A mesma distinção vale para propriedade e responsabilidade. A marca não decide se houve plágio, violação de uma política interna ou intenção de enganar. Essas conclusões dependem do processo de produção e de outras evidências, não apenas da distribuição das palavras na versão final.
Quando o sinal enfraquece ou desaparece

Textos curtos acumulam poucas decisões e oferecem menos informação ao detector. Passagens factuais enfrentam limitação semelhante: em “A capital do Brasil é Brasília”, a resposta correta não pode ser trocada apenas para reforçar um padrão. Código também costuma permitir menos variação quando nomes, operadores e sintaxe precisam ser exatos, embora comentários possam conter escolhas linguísticas.
Uma revisão limitada a gramática e pontuação preserva quase todas as palavras do autor humano. Como a marca só pode atuar nas palavras efetivamente escolhidas pelo modelo, poucas correções podem resultar em sinal fraco ou inconclusivo. Em uma tradução integral, por outro lado, Claude seleciona as palavras da nova versão e dispõe de mais espaço para o padrão.
Alterações leves podem preservar parte da regularidade, enquanto edição pesada, paráfrase, mistura com outros textos ou reescrita completa podem degradá-la ou eliminá-la. A análise da Kiplinger também ressalta que o método expressa probabilidade e perde eficácia em passagens curtas. Por isso, ausência de detecção não equivale a um certificado de escrita humana.
Marca estatística, C2PA e análise de estilo não são equivalentes
A marca textual faz parte da sequência de escolhas linguísticas e acompanha o conteúdo quando ele é copiado. Não é um espaço invisível, um código escondido ou um campo localizável com a função “mostrar caracteres”. Sua leitura exige a chave correta e um procedimento estatístico compatível.

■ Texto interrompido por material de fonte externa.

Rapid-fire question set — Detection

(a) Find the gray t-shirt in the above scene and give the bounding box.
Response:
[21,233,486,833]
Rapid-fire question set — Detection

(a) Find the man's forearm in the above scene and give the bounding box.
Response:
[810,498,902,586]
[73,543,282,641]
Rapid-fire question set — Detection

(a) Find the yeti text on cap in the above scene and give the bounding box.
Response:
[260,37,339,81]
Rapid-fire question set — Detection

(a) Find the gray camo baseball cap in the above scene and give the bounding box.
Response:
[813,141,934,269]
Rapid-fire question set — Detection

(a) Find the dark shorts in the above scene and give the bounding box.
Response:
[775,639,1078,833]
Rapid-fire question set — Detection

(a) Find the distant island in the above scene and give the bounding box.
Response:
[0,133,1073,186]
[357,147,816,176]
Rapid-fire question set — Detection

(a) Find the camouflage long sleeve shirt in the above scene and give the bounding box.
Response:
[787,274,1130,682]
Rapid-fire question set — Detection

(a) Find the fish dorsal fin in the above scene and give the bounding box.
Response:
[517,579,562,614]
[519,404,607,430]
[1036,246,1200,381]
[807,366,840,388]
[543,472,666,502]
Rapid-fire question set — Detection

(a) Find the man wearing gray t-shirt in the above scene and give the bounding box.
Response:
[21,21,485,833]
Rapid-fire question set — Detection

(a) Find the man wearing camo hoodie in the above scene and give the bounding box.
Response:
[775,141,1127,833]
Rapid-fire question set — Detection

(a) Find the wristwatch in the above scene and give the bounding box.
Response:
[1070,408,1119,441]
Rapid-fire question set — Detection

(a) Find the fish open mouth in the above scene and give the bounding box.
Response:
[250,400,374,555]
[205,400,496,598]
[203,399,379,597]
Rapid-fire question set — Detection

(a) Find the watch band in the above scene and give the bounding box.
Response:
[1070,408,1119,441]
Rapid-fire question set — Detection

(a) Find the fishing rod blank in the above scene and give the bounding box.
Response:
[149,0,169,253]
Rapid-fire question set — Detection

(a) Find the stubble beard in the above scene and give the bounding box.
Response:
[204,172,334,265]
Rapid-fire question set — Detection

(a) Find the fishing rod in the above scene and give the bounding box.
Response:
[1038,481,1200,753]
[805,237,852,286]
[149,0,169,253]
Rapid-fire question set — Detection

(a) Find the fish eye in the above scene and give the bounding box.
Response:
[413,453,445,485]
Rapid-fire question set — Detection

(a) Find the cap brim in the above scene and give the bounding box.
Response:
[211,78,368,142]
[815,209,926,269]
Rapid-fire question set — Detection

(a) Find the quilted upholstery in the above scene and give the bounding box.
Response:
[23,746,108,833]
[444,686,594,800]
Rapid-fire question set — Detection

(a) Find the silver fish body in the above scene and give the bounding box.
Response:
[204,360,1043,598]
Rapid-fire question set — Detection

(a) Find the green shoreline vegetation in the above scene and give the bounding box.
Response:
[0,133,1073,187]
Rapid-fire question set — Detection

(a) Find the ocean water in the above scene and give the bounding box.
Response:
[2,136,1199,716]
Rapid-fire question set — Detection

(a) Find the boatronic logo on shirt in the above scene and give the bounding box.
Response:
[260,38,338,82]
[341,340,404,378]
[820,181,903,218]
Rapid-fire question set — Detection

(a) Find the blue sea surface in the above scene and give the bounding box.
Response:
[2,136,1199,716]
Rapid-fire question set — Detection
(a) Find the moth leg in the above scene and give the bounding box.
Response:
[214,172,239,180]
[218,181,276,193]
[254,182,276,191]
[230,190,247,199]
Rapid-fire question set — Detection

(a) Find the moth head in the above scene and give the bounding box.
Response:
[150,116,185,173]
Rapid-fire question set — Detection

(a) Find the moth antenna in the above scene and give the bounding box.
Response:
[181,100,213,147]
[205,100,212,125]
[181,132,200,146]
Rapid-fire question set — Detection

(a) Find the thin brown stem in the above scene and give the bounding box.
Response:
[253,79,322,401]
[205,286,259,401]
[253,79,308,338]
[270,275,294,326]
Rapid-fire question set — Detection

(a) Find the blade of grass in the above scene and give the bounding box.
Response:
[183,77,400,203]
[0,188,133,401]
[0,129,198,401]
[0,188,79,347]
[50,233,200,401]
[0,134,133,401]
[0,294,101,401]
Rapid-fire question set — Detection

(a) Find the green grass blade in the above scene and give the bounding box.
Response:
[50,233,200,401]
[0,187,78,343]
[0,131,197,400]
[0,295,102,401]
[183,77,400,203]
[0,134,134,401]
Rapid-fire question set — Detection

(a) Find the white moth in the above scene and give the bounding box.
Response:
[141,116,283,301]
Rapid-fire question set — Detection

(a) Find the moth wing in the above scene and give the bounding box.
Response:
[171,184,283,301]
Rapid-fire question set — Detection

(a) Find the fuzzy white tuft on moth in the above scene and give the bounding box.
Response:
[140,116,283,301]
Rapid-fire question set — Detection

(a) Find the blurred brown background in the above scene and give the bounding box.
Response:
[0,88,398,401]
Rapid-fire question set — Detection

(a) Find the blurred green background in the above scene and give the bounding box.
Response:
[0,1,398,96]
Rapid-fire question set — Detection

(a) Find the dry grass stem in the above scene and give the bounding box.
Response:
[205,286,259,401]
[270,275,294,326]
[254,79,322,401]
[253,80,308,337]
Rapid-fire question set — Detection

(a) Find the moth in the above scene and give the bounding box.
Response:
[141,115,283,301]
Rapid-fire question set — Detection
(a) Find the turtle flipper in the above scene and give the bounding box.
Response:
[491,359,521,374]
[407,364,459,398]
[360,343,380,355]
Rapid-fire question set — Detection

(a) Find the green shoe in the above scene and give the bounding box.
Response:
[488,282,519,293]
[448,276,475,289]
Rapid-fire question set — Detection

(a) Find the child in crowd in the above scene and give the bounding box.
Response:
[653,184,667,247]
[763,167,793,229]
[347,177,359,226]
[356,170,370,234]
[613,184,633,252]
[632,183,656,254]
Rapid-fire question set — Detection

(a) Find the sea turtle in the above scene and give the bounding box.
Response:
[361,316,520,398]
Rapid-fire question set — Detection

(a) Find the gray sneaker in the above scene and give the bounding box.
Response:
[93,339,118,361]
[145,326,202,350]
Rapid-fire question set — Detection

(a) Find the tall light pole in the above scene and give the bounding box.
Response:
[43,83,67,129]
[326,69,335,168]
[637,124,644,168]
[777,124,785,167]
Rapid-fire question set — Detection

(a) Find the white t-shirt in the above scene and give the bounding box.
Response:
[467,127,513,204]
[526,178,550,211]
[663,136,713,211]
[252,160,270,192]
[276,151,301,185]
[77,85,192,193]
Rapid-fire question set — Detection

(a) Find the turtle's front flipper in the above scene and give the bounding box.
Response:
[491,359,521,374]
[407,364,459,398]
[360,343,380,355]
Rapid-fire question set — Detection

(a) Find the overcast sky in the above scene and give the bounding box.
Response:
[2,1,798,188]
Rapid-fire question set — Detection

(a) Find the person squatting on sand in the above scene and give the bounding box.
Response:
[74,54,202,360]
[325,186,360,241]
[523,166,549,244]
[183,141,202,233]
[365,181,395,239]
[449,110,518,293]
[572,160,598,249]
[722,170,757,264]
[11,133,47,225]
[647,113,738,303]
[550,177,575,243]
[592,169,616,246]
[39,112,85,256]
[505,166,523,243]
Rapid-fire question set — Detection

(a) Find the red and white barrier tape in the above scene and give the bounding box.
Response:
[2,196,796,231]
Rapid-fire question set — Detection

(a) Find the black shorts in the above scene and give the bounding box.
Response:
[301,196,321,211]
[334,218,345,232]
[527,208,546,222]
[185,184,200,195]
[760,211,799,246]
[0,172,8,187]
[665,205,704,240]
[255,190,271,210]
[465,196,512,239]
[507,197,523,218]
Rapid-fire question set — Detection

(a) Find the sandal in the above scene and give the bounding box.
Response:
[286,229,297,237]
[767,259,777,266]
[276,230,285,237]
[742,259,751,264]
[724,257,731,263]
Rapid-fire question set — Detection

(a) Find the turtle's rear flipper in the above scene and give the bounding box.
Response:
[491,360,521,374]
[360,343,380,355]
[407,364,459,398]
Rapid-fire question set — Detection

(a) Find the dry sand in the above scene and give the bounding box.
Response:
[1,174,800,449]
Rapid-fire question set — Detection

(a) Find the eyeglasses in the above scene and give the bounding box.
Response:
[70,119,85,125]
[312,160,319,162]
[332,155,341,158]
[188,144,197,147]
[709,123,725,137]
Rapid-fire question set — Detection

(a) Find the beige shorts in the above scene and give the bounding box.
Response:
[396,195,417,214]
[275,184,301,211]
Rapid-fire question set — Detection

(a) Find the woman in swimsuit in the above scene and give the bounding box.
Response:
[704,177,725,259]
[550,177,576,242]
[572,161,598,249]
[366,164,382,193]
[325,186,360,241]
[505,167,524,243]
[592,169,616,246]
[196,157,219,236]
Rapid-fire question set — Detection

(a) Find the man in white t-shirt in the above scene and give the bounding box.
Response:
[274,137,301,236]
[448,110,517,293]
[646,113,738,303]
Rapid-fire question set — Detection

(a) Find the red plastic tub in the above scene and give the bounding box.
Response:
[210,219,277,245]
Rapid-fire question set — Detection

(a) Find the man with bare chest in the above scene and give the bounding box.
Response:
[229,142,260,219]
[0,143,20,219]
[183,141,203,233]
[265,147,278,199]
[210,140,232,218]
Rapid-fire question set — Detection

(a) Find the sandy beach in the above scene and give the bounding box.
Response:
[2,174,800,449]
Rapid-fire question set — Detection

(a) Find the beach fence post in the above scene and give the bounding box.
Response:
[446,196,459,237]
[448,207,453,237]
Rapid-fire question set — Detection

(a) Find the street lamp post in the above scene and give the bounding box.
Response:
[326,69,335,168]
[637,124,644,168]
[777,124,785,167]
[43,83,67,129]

Metadados C2PA operam em outra camada. Em arquivos compatíveis, uma credencial assinada pode registrar que o arquivo foi produzido ou processado pelo serviço e permitir a verificação de adulterações. Conversão de formato, novo salvamento ou captura de tela pode retirar esses metadados, sem demonstrar o que aconteceu com o padrão estatístico de um texto.
Detectores estilísticos formam uma terceira categoria. Sem a chave da marca, eles classificam textos a partir de características de vocabulário e construção. Podem gerar uma estimativa, mas não verificam o padrão específico do Claude; apresentar essa classificação como confirmação criptográfica mistura métodos distintos.
Como avaliar o sinal sem transformá-lo em veredicto

Em escolas e empresas, uma decisão com consequências para estudante, profissional ou fornecedor não deve depender apenas do detector. A avaliação precisa registrar qual versão foi analisada, o tamanho e o tipo da amostra, o modelo ou canal alegado e transformações conhecidas, como tradução, revisão ou combinação de documentos.
- Confirme a cobertura: verifique se o modelo, a plataforma e o tipo de conteúdo admitiam marcação naquele contexto.
- Examine a amostra: diferencie um texto longo e linguisticamente flexível de uma passagem curta, factual ou composta principalmente de código.
- Preserve a incerteza: registre “sinal compatível”, “não detectado” ou “inconclusivo”, sem converter probabilidade em certeza.
- Compare evidências independentes: histórico de versões, rascunhos, referências e registros autorizados do fluxo de trabalho ajudam a reconstruir como o conteúdo foi produzido.
- Garanta revisão humana: antes de uma sanção, considere a explicação do responsável e usos permitidos, como correção, tradução, acessibilidade ou edição.
A pergunta que a marca consegue responder é estreita: se a participação do Claude parece estatisticamente provável naquela amostra. Ela não determina quem é o autor intelectual, se o uso foi autorizado ou se houve fraude.